In the 21 years since creating a series of tours inspired by Fabre‘s work, those voices have mirrored changes of my own. In the first years, when I lead a group from rue Christine in the 6th district to rue Dauphine – facing what was the first major jazz cellar in postwar Saint-Germain-des-Prés – I would recount how author Richard Wright‘s direction of thinking changed because of his ongoing discussions here and in nearby cafés with like minds such as Jean-Paul Sartre.
Identifying with Wright’s evolution gave me a rebuttal when my family back home would look at me kind of sideways and say: “You never used to think that before”. I sure hope not, for wasn’t that the point of immersing into another culture? Adopt what works in theirs, modify outgrown ways of your own. It was true even back in the 1780s for Sally and James Hemings, leaving the U.S as slaves to then-diplomat Thomas Jefferson but in Paris legally free people.

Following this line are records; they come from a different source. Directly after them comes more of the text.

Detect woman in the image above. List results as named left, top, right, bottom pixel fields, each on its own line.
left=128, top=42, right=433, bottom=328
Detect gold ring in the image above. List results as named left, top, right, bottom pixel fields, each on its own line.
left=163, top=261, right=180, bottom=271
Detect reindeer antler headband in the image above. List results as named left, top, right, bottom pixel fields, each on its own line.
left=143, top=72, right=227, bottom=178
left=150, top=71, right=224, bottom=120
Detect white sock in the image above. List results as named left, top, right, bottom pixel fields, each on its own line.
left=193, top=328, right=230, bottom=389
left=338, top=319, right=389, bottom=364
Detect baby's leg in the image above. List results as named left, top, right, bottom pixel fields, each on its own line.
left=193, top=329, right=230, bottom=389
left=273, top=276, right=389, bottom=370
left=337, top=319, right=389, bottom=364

When our tour bus cruises down the Champs-Elysées and passes the location of the official residence, I do a little internal happy dance for them.
I found myself goaded and guided to persevere by the determination of early 20th century women. Until the outbreak of WWII, a Paris sojourn for artists was short but very powerful and life-changing. On rue de Seine, just a stone’s throw behind the Louvre and lined with art galleries, our tour participants also loved to hear how the intrepid artists faced down obstacles and to see images of the resulting artwork that propelled their personal power and career.

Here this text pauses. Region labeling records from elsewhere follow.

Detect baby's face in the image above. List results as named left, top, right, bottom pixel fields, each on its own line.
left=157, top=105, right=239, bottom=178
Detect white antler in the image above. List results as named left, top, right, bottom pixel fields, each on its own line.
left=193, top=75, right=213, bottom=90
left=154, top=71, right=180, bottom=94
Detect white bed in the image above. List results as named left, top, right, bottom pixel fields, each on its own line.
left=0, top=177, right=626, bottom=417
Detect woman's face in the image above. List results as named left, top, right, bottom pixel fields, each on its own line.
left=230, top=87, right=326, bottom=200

In the shadow of the Ecole des Beaux Arts, we all nod, feeling justified that although sculptor Meta Vaux Warrick was refused accommodation so as not to offend white students, her work prompted none other than Rodin to declare “Madame, you are an artist” and to become her mentor. Chronically impoverished Nancy Elizabeth Prophet regularly had to choose between buying food or sculpting materials. Stomach growling, she exhibited often at professional salons held at Le Petit and Grand Palais.

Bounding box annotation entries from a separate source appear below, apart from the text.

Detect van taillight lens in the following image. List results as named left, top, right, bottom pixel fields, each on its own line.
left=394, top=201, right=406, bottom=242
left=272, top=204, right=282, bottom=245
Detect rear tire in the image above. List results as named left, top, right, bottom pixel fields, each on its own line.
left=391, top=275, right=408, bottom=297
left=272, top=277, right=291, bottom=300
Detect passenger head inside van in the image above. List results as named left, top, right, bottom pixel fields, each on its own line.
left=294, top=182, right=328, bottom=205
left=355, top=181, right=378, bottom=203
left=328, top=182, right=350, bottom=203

“Is that what they call a vocation, what you do with joy as if you had fire in your heart, the devil in your body?”
The voice of Josephine Baker has always reminded me that Paris dangled that rare chance to reinvent oneself. On our bus and walking tours, we follow her journey from chorus girl at the Champs-Elysées Theatre to star diva at Folies Bergères, activist in the Latin Quarter, and awarded the Legion of Honor. But it is in Lower Montmartre that I feel her inventiveness and vision dovetails with the effervescence of Black Montmartre of the 1920s. Here musician-soldiers who introduced jazz to France during WWI now revolutionized French music. Here, Bricktop‘s clubs brought together international admirers from F.Scott Fitzgerald, Cole Porter, Gloria Swanson, the Prince of Wales and budding musicians Django Reinhardt and Stephane Grapelli.
Whether I or one of my guides leads our tours, we hope that our participants of all backgrounds feel connected to the common thread of Black voices. Because in the end, the story of searching for better opportunity when you can’t find it at home is a universal experience.